Stopping to take photos along the way, your naturalist guide will present dramatic evidence to just how well the ecosystem is recovering and the impressive ongoing reforestation project.
Arriving into the blast-zone, just 5 miles from the crater at the Johnston Ridge Observatory you'll take in some stunning views into the steaming volcano. Your naturalist guide will share the magic of the geological events surrounding the 1980 eruption through a variety of stories, facts and walks. Experience how volcanoes are monitored and discover how Mount St. Helens has taught us new answers to old mysteries. The Center's state-of-the-art interpretive displays and theater magically portray the sequence of geologic events that transformed the landscape and opened up a new era in the science of monitoring an active volcano and forecasting eruptions. Read amazing eyewitness accounts from eruption survivors.
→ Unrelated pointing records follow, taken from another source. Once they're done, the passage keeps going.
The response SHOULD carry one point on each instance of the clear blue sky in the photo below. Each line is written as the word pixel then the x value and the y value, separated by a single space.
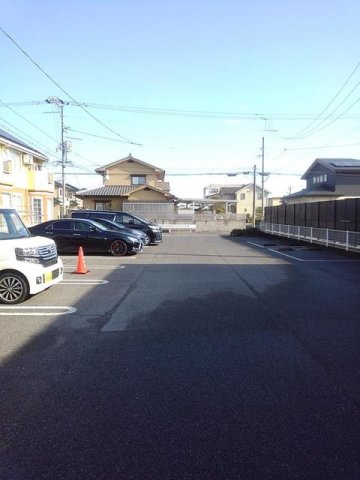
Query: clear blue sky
pixel 279 62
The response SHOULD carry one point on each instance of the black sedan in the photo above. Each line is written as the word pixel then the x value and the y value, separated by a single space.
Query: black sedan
pixel 110 225
pixel 70 234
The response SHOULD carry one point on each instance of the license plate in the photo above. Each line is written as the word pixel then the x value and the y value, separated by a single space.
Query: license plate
pixel 48 276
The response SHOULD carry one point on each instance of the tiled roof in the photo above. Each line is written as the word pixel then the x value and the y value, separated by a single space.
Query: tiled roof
pixel 107 191
pixel 337 165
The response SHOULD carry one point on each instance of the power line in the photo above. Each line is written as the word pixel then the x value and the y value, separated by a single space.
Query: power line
pixel 63 90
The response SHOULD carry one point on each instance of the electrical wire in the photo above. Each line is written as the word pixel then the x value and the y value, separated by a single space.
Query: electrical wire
pixel 63 90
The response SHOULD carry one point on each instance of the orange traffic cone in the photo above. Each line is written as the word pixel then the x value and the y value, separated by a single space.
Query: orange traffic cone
pixel 81 267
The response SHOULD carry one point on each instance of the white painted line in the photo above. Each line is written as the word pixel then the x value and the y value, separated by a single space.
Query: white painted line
pixel 287 255
pixel 83 282
pixel 99 267
pixel 303 260
pixel 16 310
pixel 256 244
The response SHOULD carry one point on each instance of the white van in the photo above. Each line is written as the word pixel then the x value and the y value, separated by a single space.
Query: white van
pixel 28 264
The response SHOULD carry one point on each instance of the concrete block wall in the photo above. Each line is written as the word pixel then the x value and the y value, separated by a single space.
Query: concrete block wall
pixel 218 226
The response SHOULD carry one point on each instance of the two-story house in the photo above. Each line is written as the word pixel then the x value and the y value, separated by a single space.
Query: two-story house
pixel 132 185
pixel 24 182
pixel 71 201
pixel 242 196
pixel 328 179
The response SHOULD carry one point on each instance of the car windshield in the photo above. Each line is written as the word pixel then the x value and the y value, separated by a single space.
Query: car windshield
pixel 98 225
pixel 11 226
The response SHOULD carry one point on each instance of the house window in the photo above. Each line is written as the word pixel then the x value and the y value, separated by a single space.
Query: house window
pixel 17 202
pixel 5 200
pixel 138 179
pixel 37 210
pixel 102 205
pixel 7 166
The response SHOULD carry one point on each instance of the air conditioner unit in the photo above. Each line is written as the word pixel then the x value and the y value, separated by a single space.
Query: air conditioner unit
pixel 28 159
pixel 7 166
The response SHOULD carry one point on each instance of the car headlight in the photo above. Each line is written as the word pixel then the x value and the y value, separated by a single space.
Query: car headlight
pixel 28 254
pixel 133 239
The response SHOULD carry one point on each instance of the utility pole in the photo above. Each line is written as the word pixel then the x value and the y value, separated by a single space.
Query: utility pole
pixel 254 196
pixel 262 177
pixel 60 104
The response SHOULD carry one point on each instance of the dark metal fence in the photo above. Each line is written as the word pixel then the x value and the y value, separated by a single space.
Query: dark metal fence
pixel 334 214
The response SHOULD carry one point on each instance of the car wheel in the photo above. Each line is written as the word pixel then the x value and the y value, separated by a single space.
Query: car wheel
pixel 118 248
pixel 13 288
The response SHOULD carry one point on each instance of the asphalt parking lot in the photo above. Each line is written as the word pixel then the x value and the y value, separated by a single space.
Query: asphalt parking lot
pixel 205 357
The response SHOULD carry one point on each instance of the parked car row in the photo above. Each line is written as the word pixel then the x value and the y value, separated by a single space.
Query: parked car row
pixel 102 233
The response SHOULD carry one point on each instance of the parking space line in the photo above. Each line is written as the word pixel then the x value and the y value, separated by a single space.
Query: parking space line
pixel 97 267
pixel 22 310
pixel 83 282
pixel 256 244
pixel 287 255
pixel 301 259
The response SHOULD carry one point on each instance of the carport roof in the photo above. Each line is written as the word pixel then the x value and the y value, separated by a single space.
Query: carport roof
pixel 107 191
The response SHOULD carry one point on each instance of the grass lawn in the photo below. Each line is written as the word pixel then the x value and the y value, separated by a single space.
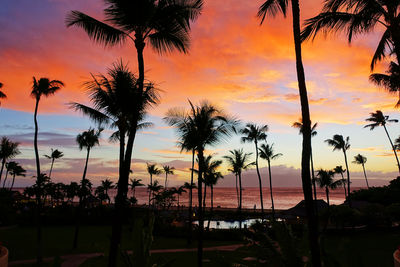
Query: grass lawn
pixel 57 241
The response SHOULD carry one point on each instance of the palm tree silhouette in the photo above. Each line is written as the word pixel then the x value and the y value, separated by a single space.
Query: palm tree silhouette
pixel 339 143
pixel 55 154
pixel 299 125
pixel 238 161
pixel 360 159
pixel 339 169
pixel 271 8
pixel 207 127
pixel 378 119
pixel 135 183
pixel 325 180
pixel 254 133
pixel 8 150
pixel 119 103
pixel 16 170
pixel 168 170
pixel 359 17
pixel 267 153
pixel 152 170
pixel 2 94
pixel 389 81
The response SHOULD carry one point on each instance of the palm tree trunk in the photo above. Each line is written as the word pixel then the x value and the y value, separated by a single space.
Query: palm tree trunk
pixel 51 168
pixel 39 257
pixel 200 210
pixel 79 209
pixel 270 189
pixel 365 175
pixel 259 181
pixel 391 143
pixel 12 184
pixel 327 194
pixel 306 150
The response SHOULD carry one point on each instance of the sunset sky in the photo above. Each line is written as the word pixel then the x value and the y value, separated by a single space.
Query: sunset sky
pixel 244 68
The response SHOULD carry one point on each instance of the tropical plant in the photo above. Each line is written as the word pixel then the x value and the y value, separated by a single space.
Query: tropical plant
pixel 152 170
pixel 119 103
pixel 299 125
pixel 356 17
pixel 325 180
pixel 167 170
pixel 361 160
pixel 8 150
pixel 55 154
pixel 255 133
pixel 339 143
pixel 16 170
pixel 267 152
pixel 389 81
pixel 378 119
pixel 2 94
pixel 135 183
pixel 207 127
pixel 239 161
pixel 339 169
pixel 87 139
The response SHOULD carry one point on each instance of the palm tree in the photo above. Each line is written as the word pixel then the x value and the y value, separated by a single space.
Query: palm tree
pixel 135 183
pixel 356 17
pixel 8 150
pixel 2 94
pixel 55 154
pixel 204 125
pixel 238 161
pixel 107 185
pixel 118 103
pixel 339 143
pixel 339 169
pixel 299 125
pixel 389 81
pixel 87 139
pixel 168 170
pixel 360 159
pixel 378 119
pixel 16 170
pixel 325 180
pixel 254 133
pixel 267 153
pixel 152 170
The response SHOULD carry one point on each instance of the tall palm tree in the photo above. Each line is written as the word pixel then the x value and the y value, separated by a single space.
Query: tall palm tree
pixel 55 154
pixel 339 143
pixel 361 160
pixel 267 152
pixel 168 170
pixel 239 161
pixel 254 133
pixel 356 17
pixel 299 125
pixel 8 150
pixel 325 180
pixel 16 170
pixel 87 139
pixel 135 183
pixel 119 103
pixel 2 94
pixel 272 8
pixel 107 184
pixel 152 170
pixel 389 81
pixel 208 126
pixel 339 169
pixel 378 119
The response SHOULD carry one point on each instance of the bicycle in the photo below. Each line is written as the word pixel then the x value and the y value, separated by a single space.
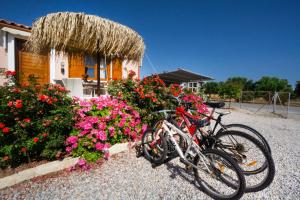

You'll embark on short walk on the Eruption Trail and learn how the eruption shaped the surrounding landscape. You can expect to see views of the lava dome, crater, pumice plain, and the landslide deposit. On the return, you'll experience the Hummocks Trail, the largest landslide in recorded human history, in Coldwater Lake Recreation Area to see first hand how the environment was left to respond naturally to the eruption at 8:32 Sunday morning, May 18, 1980. Nearly 230 square miles of forest was blown down or buried beneath volcanic deposits. At the same time a mushroom-shaped column of ash rose thousands of feet skyward and drifted downwind, turning day into night as dark, gray ash fell over eastern Washington and beyond. The eruption lasted 9 hours, but Mount St. Helens and the surrounding landscape were dramatically changed within moments.